日本語には、美人を形容するさまざまな言葉や表現があります。女性を花にたとえているものも多くありますが、その中の一つが、「立てば芍薬、座れば牡丹、歩く姿は百合の花」というもの。きっとご存知の方も多い表現でしょう。ここに登場する花の中で、歩く姿の美しさに形容されている、ユリ。風に揺れるユリの花の姿が美しいということから、ユリは歩きながら見るのが一番美しいとも言われます。また、ユリは女性の名前に多く用いられていますし、かぐわしい香りが高貴な雰囲気を漂わせます。今では一年中手に入るイメージがありますが、実は、夏の花です。今回は、そんなユリについてお話しいたします。



ユリというと、皆様が一番に思い浮かべるのはカサブランカではないかと思います。白い大輪のユリで、大変香りのよい花を咲かせます。バブルの頃一気にブームになり、もてはやされてから、今でも白ユリの代名詞のような花です。大変華やかで、洋風の雰囲気がありますが、実は、日本にルーツを持っているのです。といいますのは、日本には昔からユリが自生していましたが、その日本固有の種をもとに品種改良されて、カサブランカが作られたからです。
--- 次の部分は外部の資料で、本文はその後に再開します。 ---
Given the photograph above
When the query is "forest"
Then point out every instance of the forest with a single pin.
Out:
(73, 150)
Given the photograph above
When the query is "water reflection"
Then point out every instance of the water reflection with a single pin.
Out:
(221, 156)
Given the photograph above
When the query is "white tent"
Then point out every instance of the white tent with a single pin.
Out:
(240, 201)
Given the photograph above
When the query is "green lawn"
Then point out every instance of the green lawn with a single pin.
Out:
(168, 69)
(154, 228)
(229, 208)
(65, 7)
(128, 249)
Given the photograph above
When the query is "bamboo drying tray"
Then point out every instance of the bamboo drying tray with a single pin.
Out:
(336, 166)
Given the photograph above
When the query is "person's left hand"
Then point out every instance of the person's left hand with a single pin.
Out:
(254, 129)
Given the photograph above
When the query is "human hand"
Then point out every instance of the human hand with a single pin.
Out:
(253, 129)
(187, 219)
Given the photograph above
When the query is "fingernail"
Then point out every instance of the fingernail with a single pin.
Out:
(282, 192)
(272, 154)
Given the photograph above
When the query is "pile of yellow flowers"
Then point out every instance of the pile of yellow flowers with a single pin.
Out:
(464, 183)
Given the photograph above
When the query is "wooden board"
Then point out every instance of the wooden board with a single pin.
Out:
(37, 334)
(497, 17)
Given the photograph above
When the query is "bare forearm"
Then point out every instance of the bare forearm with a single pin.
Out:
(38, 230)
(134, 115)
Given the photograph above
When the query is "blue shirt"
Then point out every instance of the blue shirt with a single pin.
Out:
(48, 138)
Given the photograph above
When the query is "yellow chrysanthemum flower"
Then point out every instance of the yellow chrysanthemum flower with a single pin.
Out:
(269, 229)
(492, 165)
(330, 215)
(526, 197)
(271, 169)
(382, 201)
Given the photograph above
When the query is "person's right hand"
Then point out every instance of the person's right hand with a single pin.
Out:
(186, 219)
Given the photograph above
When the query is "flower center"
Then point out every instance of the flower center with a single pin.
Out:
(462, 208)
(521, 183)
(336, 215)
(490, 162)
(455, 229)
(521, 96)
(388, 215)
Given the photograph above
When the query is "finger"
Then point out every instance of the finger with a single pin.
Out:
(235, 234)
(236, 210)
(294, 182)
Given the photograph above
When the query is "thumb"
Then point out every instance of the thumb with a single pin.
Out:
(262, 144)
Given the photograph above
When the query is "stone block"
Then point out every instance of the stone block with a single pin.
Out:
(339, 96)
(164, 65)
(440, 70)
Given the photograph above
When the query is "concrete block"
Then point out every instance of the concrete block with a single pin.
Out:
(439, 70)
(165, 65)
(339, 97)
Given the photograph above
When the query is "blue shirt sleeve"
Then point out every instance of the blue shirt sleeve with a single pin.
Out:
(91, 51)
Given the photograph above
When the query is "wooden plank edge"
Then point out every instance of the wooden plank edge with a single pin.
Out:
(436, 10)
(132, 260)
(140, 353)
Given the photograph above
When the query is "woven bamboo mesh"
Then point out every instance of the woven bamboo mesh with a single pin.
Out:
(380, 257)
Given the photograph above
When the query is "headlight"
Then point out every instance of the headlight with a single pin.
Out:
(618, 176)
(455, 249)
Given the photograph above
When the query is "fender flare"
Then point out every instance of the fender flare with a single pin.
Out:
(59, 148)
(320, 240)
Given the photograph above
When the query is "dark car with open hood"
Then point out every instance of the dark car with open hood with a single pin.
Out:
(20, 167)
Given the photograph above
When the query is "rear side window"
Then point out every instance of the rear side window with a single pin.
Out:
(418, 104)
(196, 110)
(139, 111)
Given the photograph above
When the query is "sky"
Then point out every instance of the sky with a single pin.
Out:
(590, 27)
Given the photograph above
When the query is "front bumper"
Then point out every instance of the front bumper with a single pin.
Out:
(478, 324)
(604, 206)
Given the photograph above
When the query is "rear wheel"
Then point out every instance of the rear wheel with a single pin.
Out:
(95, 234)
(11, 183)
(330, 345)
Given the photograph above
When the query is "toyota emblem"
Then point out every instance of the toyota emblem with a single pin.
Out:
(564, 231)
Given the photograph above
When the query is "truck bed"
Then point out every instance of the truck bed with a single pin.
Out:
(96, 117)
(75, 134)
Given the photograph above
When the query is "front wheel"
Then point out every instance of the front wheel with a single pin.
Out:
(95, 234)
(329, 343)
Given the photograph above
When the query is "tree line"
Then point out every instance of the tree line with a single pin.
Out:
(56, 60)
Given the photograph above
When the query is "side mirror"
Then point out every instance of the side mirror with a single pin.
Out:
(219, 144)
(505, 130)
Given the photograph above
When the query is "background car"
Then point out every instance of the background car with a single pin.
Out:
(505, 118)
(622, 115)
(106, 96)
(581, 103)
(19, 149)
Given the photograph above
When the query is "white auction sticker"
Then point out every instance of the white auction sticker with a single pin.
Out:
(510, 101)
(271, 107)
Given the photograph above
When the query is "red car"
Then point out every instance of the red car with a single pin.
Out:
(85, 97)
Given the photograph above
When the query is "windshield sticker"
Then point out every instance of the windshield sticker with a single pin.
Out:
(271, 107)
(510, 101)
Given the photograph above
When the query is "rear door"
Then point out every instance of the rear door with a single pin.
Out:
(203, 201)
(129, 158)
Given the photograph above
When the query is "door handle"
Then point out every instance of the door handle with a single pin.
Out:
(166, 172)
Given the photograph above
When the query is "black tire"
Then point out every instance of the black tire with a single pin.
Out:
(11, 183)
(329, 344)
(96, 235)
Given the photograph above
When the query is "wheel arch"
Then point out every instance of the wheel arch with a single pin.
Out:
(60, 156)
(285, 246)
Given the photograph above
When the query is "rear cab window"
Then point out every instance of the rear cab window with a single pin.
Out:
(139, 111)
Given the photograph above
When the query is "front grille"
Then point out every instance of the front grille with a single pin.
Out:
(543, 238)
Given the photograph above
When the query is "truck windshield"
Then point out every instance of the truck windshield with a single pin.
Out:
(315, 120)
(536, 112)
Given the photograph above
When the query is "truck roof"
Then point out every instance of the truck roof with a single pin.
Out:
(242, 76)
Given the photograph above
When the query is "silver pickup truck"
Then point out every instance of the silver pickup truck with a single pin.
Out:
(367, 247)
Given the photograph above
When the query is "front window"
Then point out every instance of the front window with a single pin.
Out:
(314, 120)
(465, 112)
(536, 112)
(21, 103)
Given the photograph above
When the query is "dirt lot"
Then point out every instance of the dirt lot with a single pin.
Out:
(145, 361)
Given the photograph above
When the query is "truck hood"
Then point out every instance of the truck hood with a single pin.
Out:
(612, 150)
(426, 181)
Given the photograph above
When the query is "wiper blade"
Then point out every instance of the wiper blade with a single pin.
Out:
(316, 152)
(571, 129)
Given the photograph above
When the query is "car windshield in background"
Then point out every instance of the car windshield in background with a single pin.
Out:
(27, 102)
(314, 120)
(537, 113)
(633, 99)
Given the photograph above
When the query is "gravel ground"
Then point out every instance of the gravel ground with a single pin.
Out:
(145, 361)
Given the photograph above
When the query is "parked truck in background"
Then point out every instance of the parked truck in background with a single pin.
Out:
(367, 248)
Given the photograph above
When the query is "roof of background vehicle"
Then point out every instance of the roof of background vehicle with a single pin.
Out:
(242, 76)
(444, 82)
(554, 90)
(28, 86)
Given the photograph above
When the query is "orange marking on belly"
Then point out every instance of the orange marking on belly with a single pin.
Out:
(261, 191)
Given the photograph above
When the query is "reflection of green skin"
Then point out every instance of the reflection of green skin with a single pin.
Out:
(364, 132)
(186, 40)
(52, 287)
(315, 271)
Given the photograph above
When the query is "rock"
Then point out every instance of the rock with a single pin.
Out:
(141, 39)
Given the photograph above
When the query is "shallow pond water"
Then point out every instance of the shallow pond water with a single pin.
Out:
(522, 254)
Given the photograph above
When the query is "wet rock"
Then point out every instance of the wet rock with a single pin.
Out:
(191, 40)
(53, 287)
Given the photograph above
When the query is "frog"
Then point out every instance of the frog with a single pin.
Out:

北半球の幅広い地域に生息するユリは、日本でも、ヨーロッパでも、古代から愛されてきました。紀元前15世紀頃のものといわれるクノッソスの遺跡で、白ユリの一種であるマドンナリリーの描かれた壁画が見つかっているほか、メソポタミアや古代エジプトでも、文様に描かれていました。また中世の頃からキリスト教において、マドンナリリーが聖母マリアの象徴とされ、絵画にはマリアとともにその花が描かれました。



日本では、最古の記録として、古事記にユリが登場します。「神武天皇がユリを摘んでいる娘を気に入って妻にした」という物語です。これを現在に伝える行事が、奈良県の率川(いきがわ)神社で行われる三枝祭(さいくさのまつり)で、別名ゆりまつり、とも呼ばれています。また、万葉集では10首の歌にユリが詠まれています。



しかし、ユリは花を観賞するというよりも、主に薬として用いられていた植物でした。盛んに花が楽しまれるようになったのは江戸時代になってからと言われています。幕末の頃には、シーボルトらによってヨーロッパに日本のユリが紹介され、ユリの球根が盛んに輸出されるようになりました。そのときに輸出され、有名になった品種の一つが、テッポウユリです。テッポウユリは、栽培が難しかったマドンナリリーに代わって、イースターに飾られるユリ、イースターリリーとしてヨーロッパでも盛んに育成されるようになります。その他にも日本のユリが輸出され、それらの品種をもとにユリの品種改良がようやく盛んになったのは、19世紀末のことでした。意外にも、ユリの品種改良の歴史は浅いのです。



さて、ユリは花よりも薬用として用いられてきたとお話ししましたが、もう一つ、私たちに身近な用途があります。そう、食用です。ユリの球根が、茶わん蒸しなどに入っているユリ根です。ただし、すべてのユリの根が食べられるわけではありません。多くの品種はアクが強いので食べるのには向いていませんが、アクの少ないコオニユリ、ヤマユリなどが食用に栽培されています。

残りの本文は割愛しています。